Others, meanwhile, are taking the opposite approach and leaning into AI education tools with more open arms. In Texas, according to The Texas Tribune, the state’s Education Agency just this week moved to replace several thousand human standardized test grades with an “automated scoring system.” The agency claims its new system, which will score open-ended written responses included in the state’s public exam, could save the state $15-20 million per year. It will also leave an estimated 2,000 temporary graders out of a job. Elsewhere in the state, an elementary school is reportedly experimenting with using AI learning modules to teach children basic core curriculums and then supplementing that with human teachers.

AI in education: A new normal

While its possible AI writing detection tools could evolve to increase accuracy and reduce false positives, it’s unlikely they alone will transport education back to a time prior to ChatGPT. Rather than fight the new normal, some scholars argue educators should instead embrace AI tools in classrooms and lecture halls and instruct students how to use them effectively. In a blog post, researchers at MIT Sloan argue professors and teachers can still limit use of certain tools, but note they should do so through clearly written rules explaining their reasoning. Students, they write, should feel comfortable approaching teachers to ask when AI tools are and aren’t appropriate.

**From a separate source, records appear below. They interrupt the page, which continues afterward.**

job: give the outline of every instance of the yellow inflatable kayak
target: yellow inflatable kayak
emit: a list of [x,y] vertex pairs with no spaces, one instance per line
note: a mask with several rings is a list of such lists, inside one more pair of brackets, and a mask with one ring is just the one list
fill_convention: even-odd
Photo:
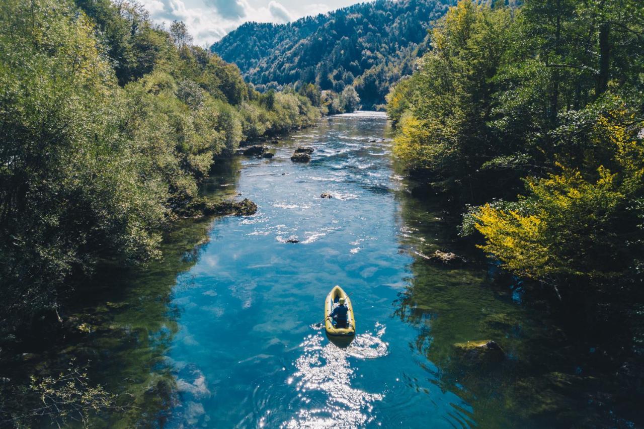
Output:
[[[336,327],[334,320],[330,316],[333,309],[339,305],[340,298],[345,298],[345,305],[348,309],[346,314],[347,324],[345,327]],[[351,305],[351,300],[339,286],[336,286],[327,296],[324,305],[325,330],[327,331],[327,338],[332,343],[340,347],[346,347],[351,343],[355,337],[355,318],[354,316],[354,307]]]

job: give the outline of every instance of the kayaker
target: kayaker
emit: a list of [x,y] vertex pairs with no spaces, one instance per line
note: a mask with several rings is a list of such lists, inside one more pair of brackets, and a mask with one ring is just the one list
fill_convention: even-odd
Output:
[[349,309],[345,305],[345,298],[341,298],[339,305],[333,309],[330,317],[336,321],[336,327],[346,327],[346,315],[349,312]]

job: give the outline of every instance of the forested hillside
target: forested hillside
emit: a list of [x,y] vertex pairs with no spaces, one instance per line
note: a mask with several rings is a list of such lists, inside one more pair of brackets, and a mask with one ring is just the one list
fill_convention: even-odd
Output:
[[637,0],[463,0],[388,97],[395,152],[513,274],[641,287],[643,35]]
[[154,258],[216,157],[319,117],[191,40],[135,3],[0,3],[0,346],[97,259]]
[[411,74],[430,23],[452,3],[379,0],[285,24],[249,23],[211,50],[260,90],[314,83],[340,93],[350,86],[363,107],[374,108],[392,84]]

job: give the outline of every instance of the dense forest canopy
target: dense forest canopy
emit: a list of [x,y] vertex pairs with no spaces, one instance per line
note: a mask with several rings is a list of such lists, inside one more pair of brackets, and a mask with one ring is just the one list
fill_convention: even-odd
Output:
[[426,50],[426,31],[448,0],[379,0],[288,24],[248,23],[211,48],[258,89],[313,83],[357,90],[366,108],[412,73]]
[[644,3],[462,0],[431,46],[388,95],[395,153],[473,205],[464,233],[562,294],[641,285]]
[[133,1],[0,3],[0,346],[98,259],[155,257],[217,157],[319,116],[191,41]]

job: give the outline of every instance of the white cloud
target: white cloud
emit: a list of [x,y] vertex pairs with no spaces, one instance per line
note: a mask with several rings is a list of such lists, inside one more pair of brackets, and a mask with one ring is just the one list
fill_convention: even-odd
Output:
[[[185,23],[194,43],[209,47],[244,22],[284,23],[307,15],[324,14],[331,7],[290,0],[140,0],[157,23],[169,26],[176,19]],[[302,3],[300,3],[302,2]],[[350,0],[348,3],[355,3]],[[284,6],[287,4],[289,7]]]
[[274,0],[269,3],[269,10],[270,11],[270,14],[273,17],[283,23],[288,23],[293,19],[293,17],[287,10],[287,8],[282,6],[281,3],[274,1]]

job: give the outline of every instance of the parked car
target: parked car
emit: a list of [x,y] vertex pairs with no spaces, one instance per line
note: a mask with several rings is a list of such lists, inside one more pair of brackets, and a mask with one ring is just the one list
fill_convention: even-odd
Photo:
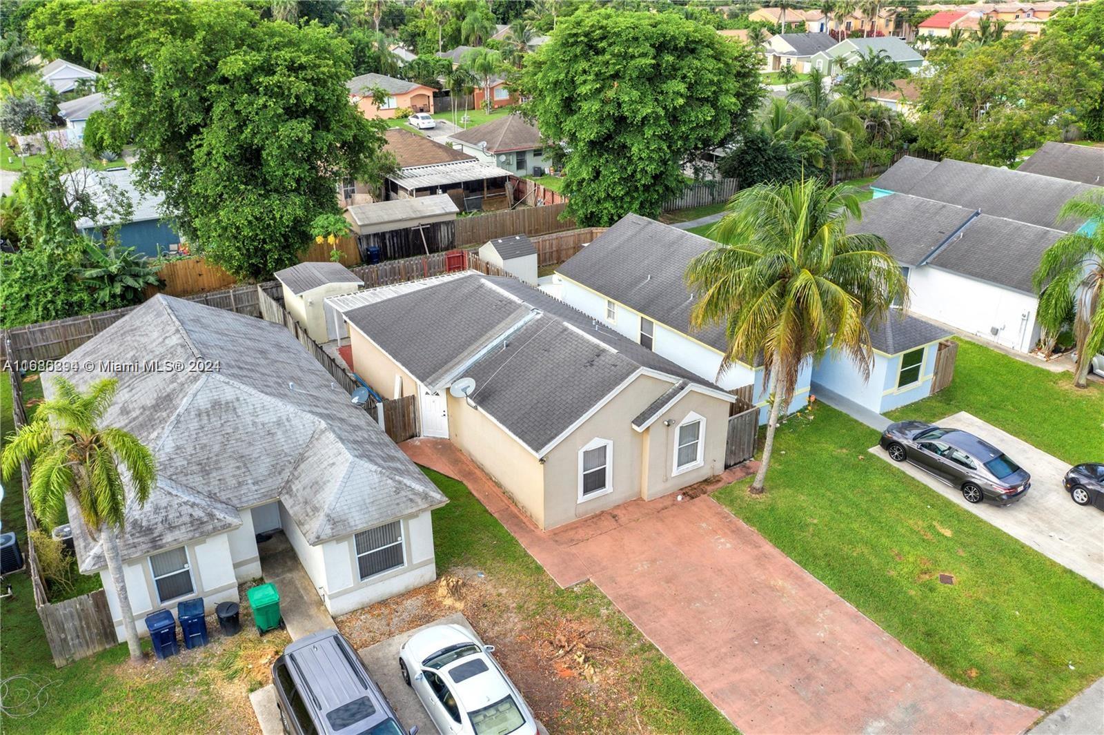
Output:
[[406,118],[406,122],[418,130],[433,130],[437,127],[437,120],[429,117],[428,113],[414,113]]
[[300,638],[273,663],[276,704],[291,735],[415,735],[404,731],[357,652],[337,630]]
[[1071,467],[1063,480],[1065,491],[1079,505],[1096,505],[1104,510],[1104,465],[1085,462]]
[[433,626],[399,649],[399,670],[442,733],[535,735],[521,693],[482,646],[458,625]]
[[991,500],[1010,505],[1031,487],[1027,470],[968,432],[924,422],[898,422],[885,428],[879,444],[893,461],[915,465],[960,490],[967,502]]

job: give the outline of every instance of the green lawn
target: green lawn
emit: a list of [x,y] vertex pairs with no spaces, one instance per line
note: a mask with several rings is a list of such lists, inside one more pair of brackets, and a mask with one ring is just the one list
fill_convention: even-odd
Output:
[[958,340],[951,385],[889,414],[936,422],[966,411],[1071,465],[1100,461],[1104,385],[1073,387],[1072,373],[1052,373],[995,350]]
[[1053,710],[1104,675],[1104,590],[870,455],[877,441],[816,404],[778,428],[764,496],[743,481],[715,498],[958,683]]

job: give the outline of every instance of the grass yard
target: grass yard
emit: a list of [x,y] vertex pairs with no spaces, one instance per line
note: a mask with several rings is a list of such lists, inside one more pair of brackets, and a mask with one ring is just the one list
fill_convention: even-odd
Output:
[[815,404],[778,428],[764,496],[746,480],[714,497],[958,683],[1054,710],[1104,675],[1104,590],[870,455],[877,441]]
[[1071,465],[1098,461],[1104,446],[1104,385],[1073,387],[1052,373],[967,340],[958,340],[955,377],[933,396],[889,414],[936,422],[966,411]]

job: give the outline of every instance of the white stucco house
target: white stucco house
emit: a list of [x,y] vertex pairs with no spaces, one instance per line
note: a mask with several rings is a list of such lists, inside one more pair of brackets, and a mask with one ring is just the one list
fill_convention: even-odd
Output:
[[[183,599],[208,612],[237,601],[237,585],[264,574],[256,534],[276,529],[332,615],[435,578],[429,513],[445,497],[283,326],[157,296],[68,360],[93,366],[62,373],[78,387],[118,380],[103,422],[158,461],[120,543],[139,632]],[[70,520],[121,636],[103,548],[72,505]]]

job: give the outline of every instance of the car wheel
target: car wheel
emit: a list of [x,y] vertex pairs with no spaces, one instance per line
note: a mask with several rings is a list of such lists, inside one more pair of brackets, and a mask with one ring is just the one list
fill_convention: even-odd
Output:
[[1073,502],[1079,505],[1087,505],[1092,502],[1092,497],[1090,497],[1089,491],[1080,484],[1073,486],[1073,490],[1070,491],[1070,497],[1073,498]]
[[890,444],[890,446],[885,447],[885,451],[889,454],[890,459],[892,459],[893,461],[895,461],[895,462],[903,462],[904,461],[904,457],[905,457],[905,455],[904,455],[904,447],[902,447],[896,441],[893,441],[893,443]]
[[981,488],[977,487],[973,482],[967,482],[963,486],[963,498],[966,502],[977,504],[985,500],[985,496],[981,493]]

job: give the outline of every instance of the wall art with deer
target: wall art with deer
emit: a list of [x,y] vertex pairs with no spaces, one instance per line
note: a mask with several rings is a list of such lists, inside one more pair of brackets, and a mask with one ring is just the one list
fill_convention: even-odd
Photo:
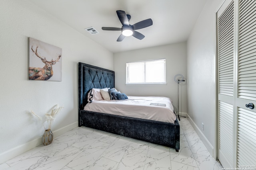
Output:
[[29,80],[61,81],[62,49],[29,38]]

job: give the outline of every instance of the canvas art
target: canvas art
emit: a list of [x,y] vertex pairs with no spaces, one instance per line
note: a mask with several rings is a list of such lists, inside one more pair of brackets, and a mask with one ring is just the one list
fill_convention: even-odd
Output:
[[62,49],[29,38],[29,79],[62,80]]

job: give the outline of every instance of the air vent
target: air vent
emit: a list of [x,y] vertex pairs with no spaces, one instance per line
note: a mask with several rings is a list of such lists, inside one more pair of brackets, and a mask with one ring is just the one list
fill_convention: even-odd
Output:
[[85,29],[90,33],[91,34],[94,35],[98,33],[99,32],[96,31],[92,27],[86,28]]

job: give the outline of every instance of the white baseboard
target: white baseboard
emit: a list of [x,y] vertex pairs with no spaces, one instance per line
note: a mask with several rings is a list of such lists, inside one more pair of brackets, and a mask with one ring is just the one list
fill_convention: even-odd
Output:
[[[188,115],[188,113],[186,113],[181,112],[179,113],[179,115],[180,115],[180,116],[186,117],[187,115]],[[176,114],[176,115],[177,115],[178,117],[178,114]]]
[[204,136],[204,135],[203,133],[201,131],[200,129],[196,125],[195,122],[192,120],[191,118],[189,116],[189,115],[187,114],[187,117],[188,118],[188,120],[190,123],[190,124],[195,129],[195,131],[196,132],[198,135],[200,137],[201,140],[203,142],[204,144],[206,147],[206,149],[211,154],[212,156],[214,156],[214,147],[210,143],[208,139],[206,138],[206,137]]
[[[54,134],[54,137],[56,137],[77,127],[78,127],[78,121],[66,126],[53,131],[52,133]],[[18,146],[3,153],[0,153],[0,164],[32,149],[42,143],[42,137],[40,137],[26,143]]]

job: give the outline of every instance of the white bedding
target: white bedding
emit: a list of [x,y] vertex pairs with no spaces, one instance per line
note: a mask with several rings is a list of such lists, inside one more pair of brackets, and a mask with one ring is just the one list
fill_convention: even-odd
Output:
[[[176,115],[172,101],[165,97],[128,96],[121,100],[101,100],[88,103],[84,110],[129,117],[174,123]],[[166,104],[166,106],[150,105]]]

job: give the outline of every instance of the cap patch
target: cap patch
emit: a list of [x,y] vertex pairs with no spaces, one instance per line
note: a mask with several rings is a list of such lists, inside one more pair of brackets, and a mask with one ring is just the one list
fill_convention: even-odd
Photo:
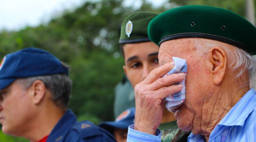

Others, like former Elon University professor C.W. Howell argue explicitly and intentionally exposing students to AI generated writing in a classroom setting may actually make them less likely to use it. Asking students to grade an AI-generated essay, Howell writes in Wired, can give students first hand experience noticing the way AI often fabricates sources or hallucinate quotes from an imaginary ether. AI generated essays, when looked at through a new lens, can actually improve education.

“Showing my students just how flawed ChatGPT is helped restore confidence in their own minds and abilities,” Howell writes.

Then again, if AI does fundamentally alter the economic landscape as some doomsday enthusiasts believe, students could always spend their days learning how to engineer prompts to train AI and contribute to the architecture of their new AI-dominated future.